A Home, A Heart, A Hand

the problem:

The main goal of the project I am a part of is educating Tanzanians about HIV/AIDS and prevention, giving street kids an education to avoid violence and promote education as a form of building ones future, to build an orphanage and give young children a home, and to pay it forward in a village community.

vital stats:

people impacted:

2,000

people involved:

60

why it's important:

This project is important to me because I feel that I am a global citizen, and therefore as a human being, I have a duty to help others in any way I can. Poverty, health issues, and a lack of education go hand in hand; if I have the chance of putting a stop on that cycle for even just one village, why wouldn't I try my hardest at it? It is my passion.

the plan of action:

I took Swahili at my university for 2 years and am now rather fluent. After learning the language, I participated in 10 weeks of training to prepare for my trip to Tanzania. The training required a 10-week intensive training on HIV/AIDS education and prevention methods, teaching skills, survivor skills for living in Africa, mock lessons in a classroom setting for teaching children about HIV/AIDS in Swahili, and many other subjects. In Tanzania, our fully student-based program took 30 students at a time to our site where we built our own mud huts and lived on a site in a remote village and built an orphanage, created safe water systems, and taught children ages 4 to 18 on HIV/AIDS prevention at 3 different schools.

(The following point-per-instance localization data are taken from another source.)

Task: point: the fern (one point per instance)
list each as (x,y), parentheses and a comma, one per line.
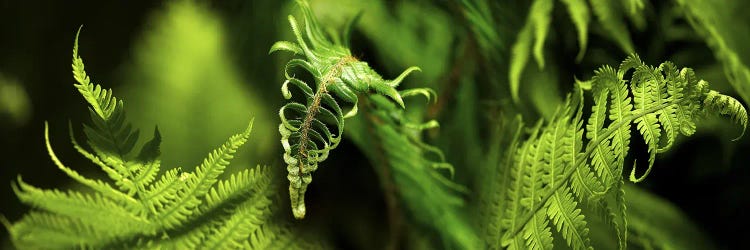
(557,170)
(532,36)
(304,128)
(146,209)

We also traveled to Arusha, a town thirty minutes away from our village in order to teach street children English. This was in hopes of promoting education as a way of giving them hopes for the future. It is true that education leads to a career. We also fed the students each teaching night and partnered up on a one-on-one basis for mentoring. Not only did this impact street kids, children at many orphanages, village community members, our own volunteers, and students in our classrooms, but it left a mark on the UCLA campus of what Bruins are capable of. Students can accomplish so much by just coming together and having passion to create change.

how you can get involved:

Others can make a difference by joining an organization such as ours, OneHeartSource, and donating or volunteering. If volunteering is an issue or money is not the route one would like to take, one may even create a club at one's school and run food and clothing drives, put on events with information on HIV/AIDS awareness, and endless other options. It is easy to make a difference, the hardest part is simply making the commitment to one's passion.